The Church of the Faroe Islands (; ) is one of the smallest state churches in the world. Prior to becoming independent on 29 July 2007, it was a diocese of the Church of Denmark, a Lutheran church. As of 2019, 79.7% of the Faroe Islanders belonged to the state church.

Other churches in the Faroe Islands include the Plymouth Brethren and the Roman Catholic Church.

History

Christianization

According to Færeyinga saga, the Viking chief Sigmundur Brestisson brought Christianity to the Faroe Islands. On the orders of the Norwegian king Olaf Tryggvason, Sigmundur forced the island people to convert to Christianity in 999. Resistance to the new religion led by the notorious Tróndur í Gøtu was quickly suppressed, and even though Sigmundur himself lost his life, Christianity gained a foothold.

Catholic era

Some years after the introduction of Christianity, the Faroese church was established as a diocese, with an episcopal residence in Kirkjubøur, and suffragan to several metropolitical sees in succession, but eventually (after 1152) subject to the archdiocese of Nidaros (Tróndheim). There were probably 33 bishops in the Faroe Islands between the time Christianity was introduced to the islands and the Reformation.
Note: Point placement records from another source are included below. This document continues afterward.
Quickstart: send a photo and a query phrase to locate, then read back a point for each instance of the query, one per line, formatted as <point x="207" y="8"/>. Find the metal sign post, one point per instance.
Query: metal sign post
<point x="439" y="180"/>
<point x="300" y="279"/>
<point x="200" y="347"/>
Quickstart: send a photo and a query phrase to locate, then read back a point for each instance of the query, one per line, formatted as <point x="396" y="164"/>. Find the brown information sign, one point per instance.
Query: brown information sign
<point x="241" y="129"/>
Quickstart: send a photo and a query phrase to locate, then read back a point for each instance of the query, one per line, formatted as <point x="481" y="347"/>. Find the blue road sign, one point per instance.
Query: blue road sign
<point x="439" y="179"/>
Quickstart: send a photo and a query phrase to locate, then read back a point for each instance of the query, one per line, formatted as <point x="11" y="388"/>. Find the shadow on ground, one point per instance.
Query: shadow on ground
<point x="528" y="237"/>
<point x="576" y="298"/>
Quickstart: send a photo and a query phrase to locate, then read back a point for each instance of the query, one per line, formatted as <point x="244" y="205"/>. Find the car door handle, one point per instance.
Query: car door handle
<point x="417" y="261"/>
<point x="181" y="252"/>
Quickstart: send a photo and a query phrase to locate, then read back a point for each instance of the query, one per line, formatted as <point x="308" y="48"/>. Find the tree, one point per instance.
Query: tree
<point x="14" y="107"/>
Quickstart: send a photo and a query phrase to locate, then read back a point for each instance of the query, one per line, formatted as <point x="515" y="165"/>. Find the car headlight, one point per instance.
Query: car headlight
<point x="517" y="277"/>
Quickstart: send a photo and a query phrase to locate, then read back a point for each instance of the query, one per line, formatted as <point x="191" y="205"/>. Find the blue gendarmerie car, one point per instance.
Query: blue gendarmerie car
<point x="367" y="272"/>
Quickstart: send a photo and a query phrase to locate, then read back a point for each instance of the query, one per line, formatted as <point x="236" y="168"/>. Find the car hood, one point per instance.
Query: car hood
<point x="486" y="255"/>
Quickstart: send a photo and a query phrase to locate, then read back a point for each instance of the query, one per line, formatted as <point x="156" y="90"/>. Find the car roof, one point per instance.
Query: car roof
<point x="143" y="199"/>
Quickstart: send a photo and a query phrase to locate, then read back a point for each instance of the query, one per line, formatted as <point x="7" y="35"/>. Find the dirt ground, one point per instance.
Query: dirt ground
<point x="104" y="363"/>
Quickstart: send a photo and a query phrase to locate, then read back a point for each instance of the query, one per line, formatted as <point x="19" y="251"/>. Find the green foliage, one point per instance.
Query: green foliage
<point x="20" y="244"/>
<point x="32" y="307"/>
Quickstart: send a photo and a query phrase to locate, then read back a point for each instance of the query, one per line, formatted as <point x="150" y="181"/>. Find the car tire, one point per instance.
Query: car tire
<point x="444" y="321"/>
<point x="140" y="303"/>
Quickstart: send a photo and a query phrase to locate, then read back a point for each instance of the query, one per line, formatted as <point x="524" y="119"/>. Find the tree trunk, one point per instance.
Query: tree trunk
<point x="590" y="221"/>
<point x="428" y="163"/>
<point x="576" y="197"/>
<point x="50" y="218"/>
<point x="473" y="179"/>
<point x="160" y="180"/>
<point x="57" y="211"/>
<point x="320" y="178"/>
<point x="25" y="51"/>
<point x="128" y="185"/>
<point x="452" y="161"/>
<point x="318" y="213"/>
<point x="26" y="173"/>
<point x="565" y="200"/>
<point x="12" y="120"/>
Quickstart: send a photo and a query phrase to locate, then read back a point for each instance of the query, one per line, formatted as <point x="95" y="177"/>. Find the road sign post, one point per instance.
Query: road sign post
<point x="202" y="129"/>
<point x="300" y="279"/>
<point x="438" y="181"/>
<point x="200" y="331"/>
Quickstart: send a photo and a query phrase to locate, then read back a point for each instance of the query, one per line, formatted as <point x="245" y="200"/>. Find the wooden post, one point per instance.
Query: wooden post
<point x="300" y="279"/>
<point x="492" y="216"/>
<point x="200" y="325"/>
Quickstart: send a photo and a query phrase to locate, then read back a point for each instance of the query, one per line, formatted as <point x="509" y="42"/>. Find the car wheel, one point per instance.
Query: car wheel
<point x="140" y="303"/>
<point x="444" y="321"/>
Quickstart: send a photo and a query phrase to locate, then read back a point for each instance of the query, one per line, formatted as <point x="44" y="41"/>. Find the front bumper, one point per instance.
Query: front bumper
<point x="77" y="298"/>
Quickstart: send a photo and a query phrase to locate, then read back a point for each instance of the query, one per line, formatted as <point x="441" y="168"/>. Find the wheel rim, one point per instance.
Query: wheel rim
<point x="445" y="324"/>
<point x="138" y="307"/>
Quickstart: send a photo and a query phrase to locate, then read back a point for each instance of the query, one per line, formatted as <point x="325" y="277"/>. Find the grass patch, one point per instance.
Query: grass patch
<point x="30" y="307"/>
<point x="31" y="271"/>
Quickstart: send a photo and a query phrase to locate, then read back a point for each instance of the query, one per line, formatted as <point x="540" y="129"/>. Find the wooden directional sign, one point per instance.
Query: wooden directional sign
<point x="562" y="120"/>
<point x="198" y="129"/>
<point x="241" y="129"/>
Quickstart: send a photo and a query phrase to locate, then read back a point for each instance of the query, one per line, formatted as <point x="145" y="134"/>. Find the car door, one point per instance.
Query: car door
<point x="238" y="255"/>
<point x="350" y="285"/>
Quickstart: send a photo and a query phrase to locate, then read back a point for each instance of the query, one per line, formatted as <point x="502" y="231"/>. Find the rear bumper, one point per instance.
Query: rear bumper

This period was not always peaceful. The sagas of the Faroe Islands contain two accounts of the way the church took possession of a large proportion of the land, overtaxing the people so harshly that it led to open rebellion. The saga of the battle of Mannafallsdal relates that the bishop (probably Bishop Erlend, appointed in 1269) was killed outside his church by the rebels. The historical value of this saga is highly debatable - but it does serve to illustrate the conflict between the theocratic church and an impoverished population. However, there is reasonable documentation of the fact that the bishop's residence in Kirkjubø was burnt to the ground by the rebels, and that Erlend was removed from the islands by order of the King. Erlend died in Bergen in 1308.

The Reformation

In 1538, the last Catholic bishop in the Faroe Islands was removed from his position. His Protestant replacement only lasted a few years, and then he left the islands as well, as a dean took over as the representative of the church under the Bishop of Zealand in Denmark.

Lutheran Church
The orthodox Lutheran form of Christianity, propounded by the Zealand bishop Jesper Brochmand, gained a strong foothold in the Faroe Islands, and lasted longer there than in the rest of the Kingdom of Denmark. Brochmand's devotional book, dating back to about 1650 and Thomas Kingo's hymns from 1699 constituted a significant proportion of the spiritual life of the islands right up until the twentieth century. Indeed, the expression Brochmandslestur is still used to describe long and, as some might perceive them, boring texts and speeches.

Nationalist revival

When the Danish trade monopoly was lifted in 1856, Faroese society started to boom both economically and culturally. The restoration of long-suppressed Faroese culture also led to changes in Christianity on the islands. After great contention, Faroese was given the same status as Danish in hymns and preaching in 1924–25. The ecclesiastical rituals (christening, burial, marriage etc.) were introduced in Faroese in 1930, and in 1961, the authorised Faroese edition of the Bible was published. During the first half of the 20th century, dean Jákup Dahl had translated the New Testament from Greek, and published it in 1937. Dahl also translated the psalms from the Old Testament, and after his death in 1944, a vicar named Kristian Osvald Viderø continued to translate the rest of the Bible from Hebrew. In 1963, the first Faroese hymn book was published, and in the same year, the old title of dean was upgraded to deputy bishop. In 1977, the first female vicar was ordained, and in 1990, the Faroe Islands became an independent diocese with its own bishop within the Church of Denmark.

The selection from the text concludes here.